What is the repairability/burn-in for Tru-Oil?

How does it age? Does it darken?

I assume it's natural color is a walnut sort of color? How does this look on a spruce soundboard?

Can it be tinted?
My poorly maintained "Blog"
deadedith

Re: Tru-oil pix

Post by deadedith »

It will give a slight amber tint to the spruce, though 'all' it does to the hardwood is to beautify it, darkening it slightly but adding no tint.
I know of people that mix tint with the TO, but I have not had success doing that.

To repair, use a good quality non-oily 0000 steel wool to rough up the surface, as the TO makes a mechanical bond - and apply more TO to the affected and surrounding area.
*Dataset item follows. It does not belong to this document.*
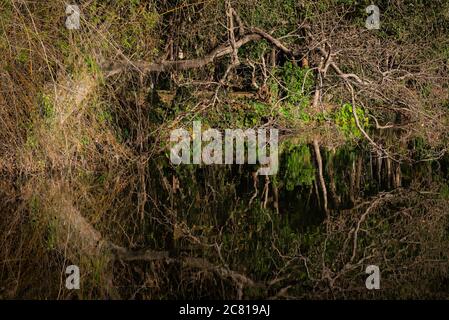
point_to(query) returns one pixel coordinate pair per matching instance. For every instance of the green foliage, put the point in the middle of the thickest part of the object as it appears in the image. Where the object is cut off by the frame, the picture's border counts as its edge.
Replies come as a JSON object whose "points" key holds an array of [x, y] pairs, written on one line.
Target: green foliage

Easier to do than to describe it. :-)

If you have gone for the very high gloss, and get some scratches, you can wet sand with no less than 1200 grit and repair that way.

For a great satinlike finish, the TO is perfect, easily repairable, and wood LOVES it!
Jim_H
Posts: 506
Joined: Tue Sep 06, 2011 2:51 pm
Location: Bothell, WA USA

Re: Tru-oil pix

Post by Jim_H »

I played with it on a uke I built a few years ago, but I didn't know what I was doing, and glopped it on too thick. It was terrible.

I was contemplating a wipe on poly test, but after reading this, I may give tru-oil another try.

I sanded it all back and the uke remains unfinished. The tru-oil bottle went south on me, so if I decide to retry, I'll have to buy more.
My poorly maintained "Blog"
rgogo65

Re: Tru-oil pix

Post by rgogo65 »

Ken Hundley wrote:I've not had great success with it yet except on necks....I like to spray more than hand apply, and the spray version of truoil is for the birds. One coat per day? You kidding? and it never dries as hard as the hand rubbed stuff. Those who do "get it" however produce some truly stunning results. Hand applied finishing is something I need to work on quite a bit to enhance my own skill set. The Curly Mango I am working on got the Tru-oil stripped, and will be EM-6000 finished. The neck, however, will be Tru-oil. I'll take extra care on this one and see if I can improve my process at all.
Ken,
As a response to your spraying problem, try thinning 2-1 with mineral spirits, shoot it THIN...dry to touch between coats....no sanding, you should get 3-4 coats a day....allow to dry over night, THEN sand lightly with 1000 and a few drops of mineral spirits, wipe clean LIGHTLY with a micro fiber cloth slightly dampened with naphtha and shoot the next 3 ... 2-1 thinned coats...and so on...15 coats will be ample (5 days) Then allow it to cure a week before finial sanding as high as you wish to go...I find 2000 works great with the 3M products listed in the post above...you should be very pleased with your results.